Je me demande ce qui m’a pris d’accepter de faire les courses de Noël avec Émilie. On ne s’est pas revues depuis dix-huit mois, elle est toujours en retard et la corvée est déjà assez gonflante comme ça. Je ne sais même pas pourquoi on est restées en contact depuis tout ce temps. C’est peut-être un reliquat de cette époque où on avait toutes les deux des petits nénés. Depuis elle a grossi, et les mecs ne la regardent plus trop dans les yeux. Moi, je suis toujours plate comme un écran plasma et je vais probablement devoir attendre la troisième guerre mondiale et la mise à sac de la ville par les ennemis victorieux pour enfin me faire culbuter.
En parlant de ça, je voudrais bien avoir une idée de cadeau pour ma mère. Depuis qu’elle couche avec le sosie de Nicolas Sarkozy, version directeur du crédit agricole, elle n’a aucunement besoin d’offrandes supplémentaires. L’autre babouin (je l’appelle Le Pouffiat) la couvre déjà de pulls en cachemire, de week-ends en péniche et de gadgets dernier cri. Dernière trouvaille en date : un stupide chat angora qui miaule stupidement pour avoir sa stupide bouffe quatre fois par jour. A ce rythme, le matou va finir obèse, et il faudra une remorque pour l’emmener chez le vétérinaire et le faire piquer. Et moi, avec mon budget à la limite du quart-monde, tout ce que je pourrais lui payer, à ma mère, c’est une boîte de capotes. Même pas parfumées, les capotes.
Les parents d’Émilie sont toujours ensemble, eux. Il se font même des bisous devant tout le monde. Personnellement je trouve ça gerbant, mais on ne peut pas décemment le leur reprocher.
A six ans, quand j’ai dit à maman que je voulais un petit frère, elle n’a rien répondu, et elle a largué mon père. Du coup, au lieu d’un frangin, j’ai eu un autre papa. Puis un autre. Puis plus rien jusqu’au Pouffiat, qui a déjà un chiard et qui ne veut pas s’embarrasser d’un second. Du coup, mes espoirs de fratrie se sont plus ou moins définitivement désagrégés, vu que mon vrai père préfère rester reclus à écrire des poèmes sur la Révolution, au lieu de sortir un peu et de reprendre femme. Il va encore passer Noël tout seul ; mais je crois qu’il s’en fiche, il a toujours eu horreur des fêtes.
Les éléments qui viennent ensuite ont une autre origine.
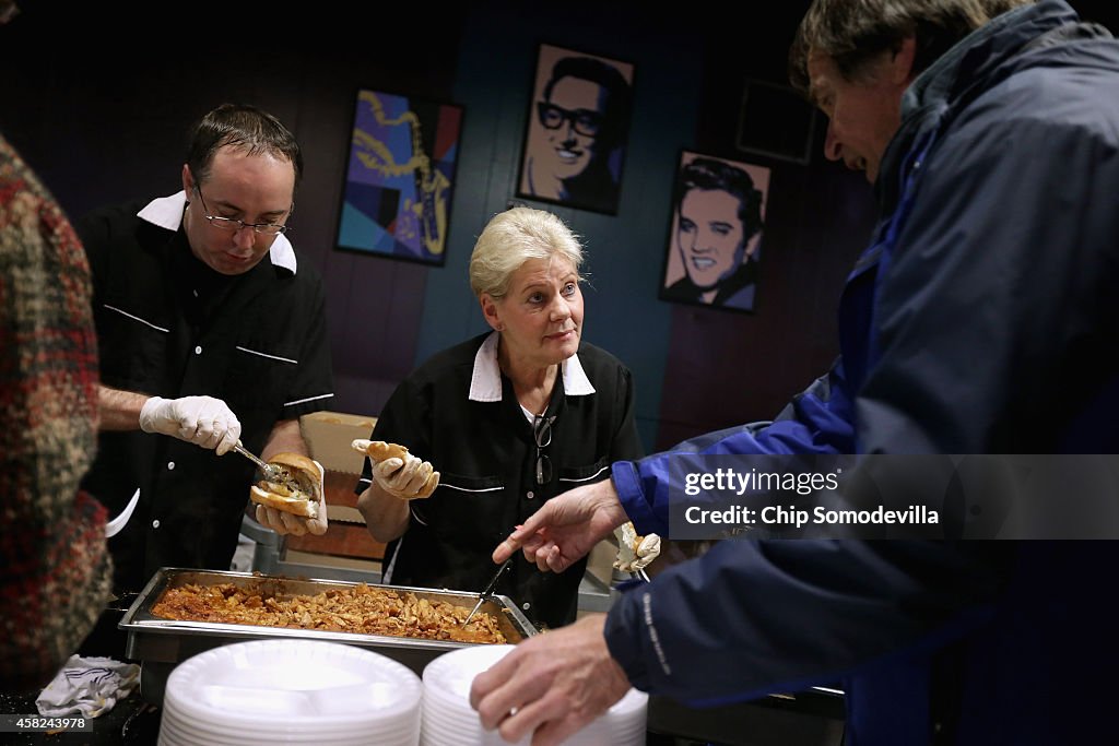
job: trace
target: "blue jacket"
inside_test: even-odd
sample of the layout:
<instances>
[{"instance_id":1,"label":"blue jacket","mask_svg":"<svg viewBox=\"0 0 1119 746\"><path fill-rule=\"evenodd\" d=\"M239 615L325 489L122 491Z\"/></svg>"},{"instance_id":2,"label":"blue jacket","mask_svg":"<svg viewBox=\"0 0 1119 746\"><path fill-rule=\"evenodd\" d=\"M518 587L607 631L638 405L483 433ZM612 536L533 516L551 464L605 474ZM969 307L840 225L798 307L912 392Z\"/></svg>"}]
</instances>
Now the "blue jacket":
<instances>
[{"instance_id":1,"label":"blue jacket","mask_svg":"<svg viewBox=\"0 0 1119 746\"><path fill-rule=\"evenodd\" d=\"M765 427L614 464L639 532L667 533L689 454L1119 451L1119 44L1075 20L1012 11L914 81L840 358ZM727 540L624 594L606 639L636 686L692 703L840 682L848 746L1094 743L1117 561L1110 541Z\"/></svg>"}]
</instances>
Je parie que chez les parents d’Émilie, tout est décoré jusqu’à la moindre poignée de porte. Sa mère adore Noël, elle en fait tout un foin, elle achète un sapin gigantesque et possède plusieurs jeux de boules, un de chaque couleur. L’année où Émilie a avorté, les boules étaient jaune d’or. Je m’en souviens parce qu’elle est sortie de la clinique un vingt-trois décembre, et que c’est moi qui l’ai raccompagnée chez elle. Ses parents étaient radieux, comme si de rien n’était, dans leur stupide salon illuminé, et son affreuse petite sœur arborait son air habituel de première de la classe à qui il n’arriverait jamais de choses pareilles. Ça fait un sacré bail que je n’y ai pas remis les pieds. Si je compte bien, la morveuse doit bien avoir seize ou dix-sept ans, et on va bien voir si elle ne revient pas un jour avec un polichinelle dans le tiroir, à son tour.
Encore un faux Père Noël qui se promène. Je me demande si c’est bien payé, comme boulot. Sûrement non. Celui-ci ressemble à Jean-Nicolas. Qu’est ce qu’il est devenu, celui-là , je suis curieuse de le savoir. J’espère qu’il a trouvé une fille qui accepte de coucher. ça ne doit pas être bien difficile de nos jours. Même moi, s’il me demandait maintenant, je dirais oui. C’est dire.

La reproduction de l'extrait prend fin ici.